J'indiquerais encore, parmi les caractères qui contribuent à rendre un sentiment plus poétique, le fait qu'il sait comme on dit sympathique, c'est-à-dire qu'il soit de ceux que nous comprenons, que nous admettons, et dans lesquels nous entrons volontiers.
Quand par exemple, lisant une œuvre d'imagination, nous y trouvons exprimés des sentiments qui sont en concordance avec les nôtres, l'expression la plus discrète de ces sentiments est immédiatement saisie; nous la comprenons à demi-mot; elle trouve dans notre propre cœur un écho qui la prolonge et achève de la développer.
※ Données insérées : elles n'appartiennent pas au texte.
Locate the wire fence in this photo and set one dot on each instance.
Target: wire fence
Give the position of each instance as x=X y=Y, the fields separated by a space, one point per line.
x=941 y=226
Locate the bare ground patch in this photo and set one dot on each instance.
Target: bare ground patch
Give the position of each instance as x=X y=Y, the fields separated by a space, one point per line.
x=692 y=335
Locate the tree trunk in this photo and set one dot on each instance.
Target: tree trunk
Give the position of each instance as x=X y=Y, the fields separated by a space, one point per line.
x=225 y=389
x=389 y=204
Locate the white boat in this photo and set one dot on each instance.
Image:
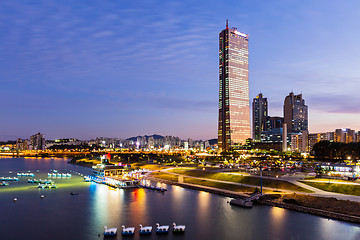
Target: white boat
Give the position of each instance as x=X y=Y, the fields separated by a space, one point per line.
x=127 y=231
x=4 y=184
x=162 y=229
x=145 y=230
x=178 y=228
x=110 y=231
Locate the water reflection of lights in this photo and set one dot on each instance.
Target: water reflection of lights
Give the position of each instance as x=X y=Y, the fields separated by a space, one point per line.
x=203 y=205
x=107 y=201
x=138 y=206
x=326 y=228
x=278 y=216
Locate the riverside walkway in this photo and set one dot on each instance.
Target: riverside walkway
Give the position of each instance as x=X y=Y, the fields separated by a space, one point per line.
x=315 y=191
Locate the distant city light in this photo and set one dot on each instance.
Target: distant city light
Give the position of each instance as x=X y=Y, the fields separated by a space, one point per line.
x=240 y=34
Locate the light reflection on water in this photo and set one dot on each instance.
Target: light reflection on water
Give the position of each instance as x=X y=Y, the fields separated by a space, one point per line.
x=206 y=216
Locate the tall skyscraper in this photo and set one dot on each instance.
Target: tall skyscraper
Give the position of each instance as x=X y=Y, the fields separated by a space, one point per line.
x=295 y=113
x=260 y=112
x=234 y=113
x=37 y=142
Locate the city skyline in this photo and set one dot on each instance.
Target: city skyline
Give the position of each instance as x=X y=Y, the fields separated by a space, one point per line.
x=68 y=69
x=234 y=112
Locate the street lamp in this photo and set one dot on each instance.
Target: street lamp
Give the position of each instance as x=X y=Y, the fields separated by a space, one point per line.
x=260 y=179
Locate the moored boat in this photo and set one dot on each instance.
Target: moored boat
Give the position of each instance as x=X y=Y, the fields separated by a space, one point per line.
x=145 y=230
x=162 y=229
x=178 y=228
x=109 y=232
x=127 y=231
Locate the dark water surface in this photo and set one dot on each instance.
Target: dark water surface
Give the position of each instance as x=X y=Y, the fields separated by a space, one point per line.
x=62 y=216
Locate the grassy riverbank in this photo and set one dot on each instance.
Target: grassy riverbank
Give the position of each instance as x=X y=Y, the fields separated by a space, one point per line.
x=349 y=189
x=224 y=186
x=237 y=178
x=322 y=203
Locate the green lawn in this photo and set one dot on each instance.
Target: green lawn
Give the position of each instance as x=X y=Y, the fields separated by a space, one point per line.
x=240 y=179
x=225 y=186
x=349 y=189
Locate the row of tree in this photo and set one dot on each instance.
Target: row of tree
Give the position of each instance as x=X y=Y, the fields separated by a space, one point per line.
x=336 y=150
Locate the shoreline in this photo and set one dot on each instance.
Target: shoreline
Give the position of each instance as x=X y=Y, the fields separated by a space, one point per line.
x=264 y=201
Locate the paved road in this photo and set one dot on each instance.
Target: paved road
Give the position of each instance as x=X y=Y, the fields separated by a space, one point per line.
x=316 y=192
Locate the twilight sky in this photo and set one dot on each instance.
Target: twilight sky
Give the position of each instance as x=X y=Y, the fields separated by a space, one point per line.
x=119 y=68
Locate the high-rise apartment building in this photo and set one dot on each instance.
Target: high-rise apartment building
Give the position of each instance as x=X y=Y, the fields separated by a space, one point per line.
x=295 y=113
x=260 y=112
x=234 y=112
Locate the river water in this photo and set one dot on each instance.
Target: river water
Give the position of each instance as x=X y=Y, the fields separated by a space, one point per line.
x=60 y=215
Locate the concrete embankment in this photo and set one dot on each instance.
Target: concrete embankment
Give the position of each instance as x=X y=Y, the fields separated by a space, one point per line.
x=313 y=211
x=275 y=203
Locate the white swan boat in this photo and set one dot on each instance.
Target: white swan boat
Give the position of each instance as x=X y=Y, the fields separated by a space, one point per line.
x=145 y=230
x=162 y=229
x=178 y=228
x=110 y=231
x=128 y=231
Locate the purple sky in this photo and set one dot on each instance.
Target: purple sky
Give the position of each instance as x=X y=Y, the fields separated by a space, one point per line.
x=124 y=68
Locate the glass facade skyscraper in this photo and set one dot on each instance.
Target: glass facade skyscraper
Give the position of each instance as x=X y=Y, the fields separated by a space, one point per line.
x=295 y=113
x=234 y=112
x=260 y=112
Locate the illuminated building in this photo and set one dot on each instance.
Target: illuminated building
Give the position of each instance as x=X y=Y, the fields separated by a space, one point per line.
x=234 y=112
x=37 y=142
x=260 y=112
x=344 y=135
x=295 y=113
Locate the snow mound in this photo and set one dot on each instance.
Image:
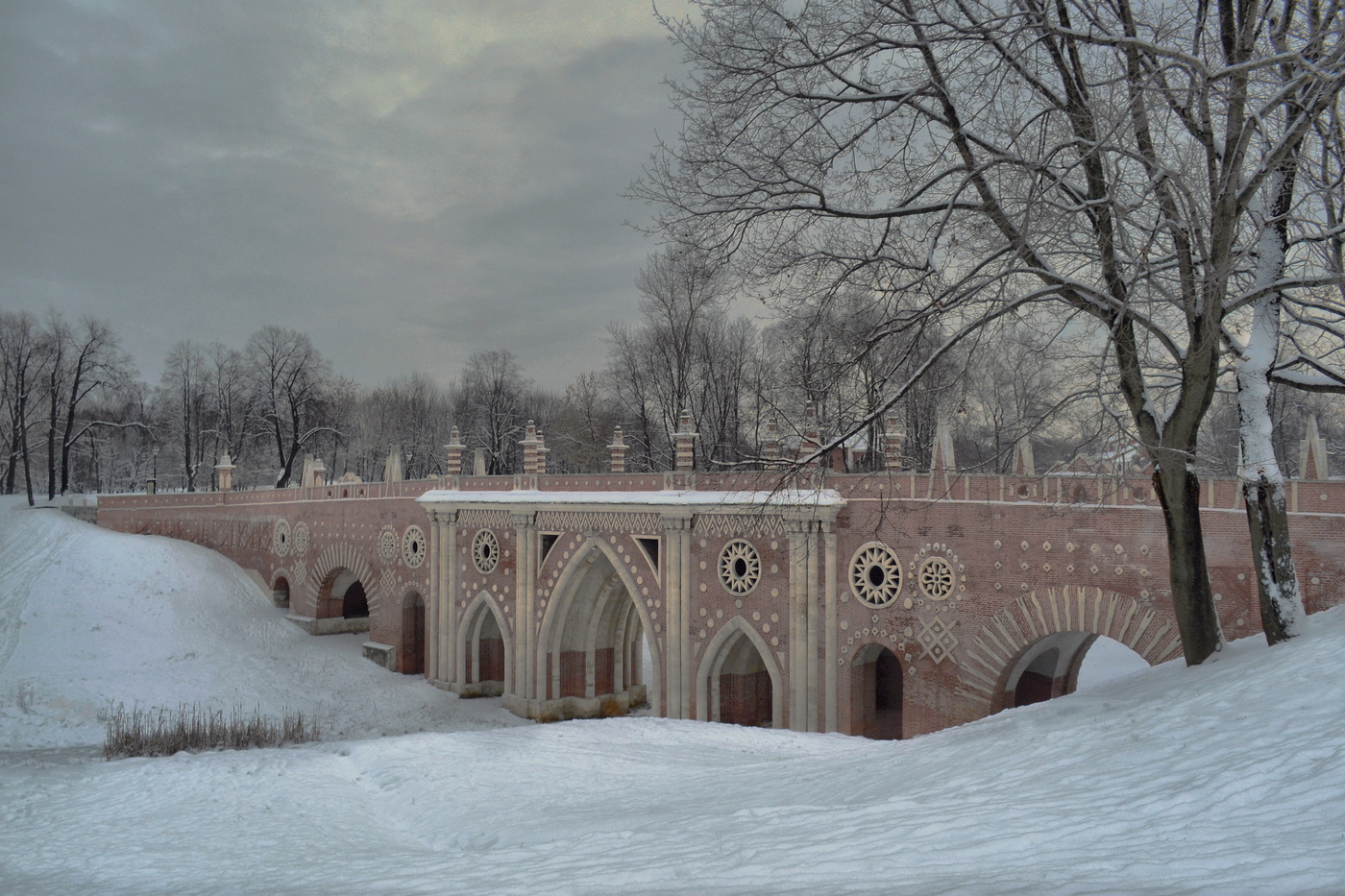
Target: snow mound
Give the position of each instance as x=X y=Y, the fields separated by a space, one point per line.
x=1228 y=778
x=90 y=617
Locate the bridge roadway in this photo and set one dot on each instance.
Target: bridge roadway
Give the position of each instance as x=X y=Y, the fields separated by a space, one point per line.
x=870 y=604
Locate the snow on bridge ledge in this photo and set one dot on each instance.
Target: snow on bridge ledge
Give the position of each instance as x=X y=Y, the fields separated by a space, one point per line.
x=668 y=498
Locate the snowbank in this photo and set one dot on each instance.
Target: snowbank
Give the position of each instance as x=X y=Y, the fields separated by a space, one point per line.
x=90 y=617
x=1221 y=779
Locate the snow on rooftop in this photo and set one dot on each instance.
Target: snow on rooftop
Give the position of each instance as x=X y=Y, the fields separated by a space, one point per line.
x=1228 y=778
x=670 y=498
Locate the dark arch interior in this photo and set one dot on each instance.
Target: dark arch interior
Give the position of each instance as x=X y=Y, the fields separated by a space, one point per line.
x=1035 y=684
x=354 y=603
x=746 y=690
x=878 y=695
x=280 y=593
x=413 y=637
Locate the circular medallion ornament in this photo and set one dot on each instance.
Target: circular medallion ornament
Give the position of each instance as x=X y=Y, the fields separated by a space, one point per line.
x=486 y=550
x=299 y=541
x=280 y=537
x=413 y=546
x=937 y=579
x=876 y=574
x=740 y=567
x=387 y=543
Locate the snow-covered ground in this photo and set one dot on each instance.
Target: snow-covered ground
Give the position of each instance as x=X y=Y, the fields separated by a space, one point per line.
x=1223 y=779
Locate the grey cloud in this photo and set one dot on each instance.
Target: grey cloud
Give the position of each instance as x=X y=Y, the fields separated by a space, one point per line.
x=201 y=170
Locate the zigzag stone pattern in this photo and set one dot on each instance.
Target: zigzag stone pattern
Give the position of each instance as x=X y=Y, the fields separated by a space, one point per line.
x=1069 y=608
x=596 y=521
x=477 y=519
x=739 y=523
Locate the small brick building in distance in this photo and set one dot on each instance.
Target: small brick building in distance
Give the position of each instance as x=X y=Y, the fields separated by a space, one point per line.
x=885 y=604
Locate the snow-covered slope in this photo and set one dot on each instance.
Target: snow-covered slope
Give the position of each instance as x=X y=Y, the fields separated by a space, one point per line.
x=1221 y=779
x=90 y=617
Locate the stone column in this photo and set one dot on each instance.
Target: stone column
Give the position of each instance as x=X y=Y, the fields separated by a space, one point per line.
x=811 y=435
x=800 y=549
x=892 y=444
x=525 y=601
x=448 y=660
x=676 y=576
x=454 y=449
x=770 y=447
x=433 y=600
x=618 y=449
x=685 y=440
x=225 y=472
x=830 y=648
x=531 y=449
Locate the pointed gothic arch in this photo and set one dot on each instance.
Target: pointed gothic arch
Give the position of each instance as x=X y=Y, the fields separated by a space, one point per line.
x=484 y=650
x=591 y=640
x=723 y=648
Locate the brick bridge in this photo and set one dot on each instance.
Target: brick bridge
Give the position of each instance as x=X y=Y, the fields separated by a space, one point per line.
x=885 y=604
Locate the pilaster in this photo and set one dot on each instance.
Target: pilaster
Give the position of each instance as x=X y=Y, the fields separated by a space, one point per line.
x=525 y=594
x=800 y=584
x=676 y=577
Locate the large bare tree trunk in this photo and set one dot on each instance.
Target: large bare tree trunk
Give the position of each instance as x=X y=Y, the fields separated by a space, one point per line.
x=1193 y=599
Si par excellence l'émotion exprimée est de celles qui sont universellement sympathiques, c'est-à-dire que tout homme est disposé à partager, l'expression pathétique de l'œuvre s'amplifie encore du sentiment de cet unisson moral.
Toute parole exprimant des sentiments égoïstes ou antipathiques a des intonations sèches: elle semble tomber, isolée, dans un silence froid. Toute parole exprimant un sentiment généreux nous semble plus vibrante. Les grands poètes sont ceux qui nous donnent ces grandes émotions collectives. Leurs sentiments les plus personnels sont toujours largement humains; ils enveloppent et engendrent d'autres sentiments à l'infini. De là cette magnifique sonorité que prend leur voix, comme si toujours un chœur invisible chantait avec eux.
Nous voici amenés ainsi à poser le caractère vraiment distinctif des sentiments poétiques, le caractère de beauté. Il faut que nous puissions trouver en eux quelque chose de charmant, de délicat, de touchant, de noble, d'élevé, en un mot que nous puissions leur appliquer quelque qualificatif d'ordre esthétique.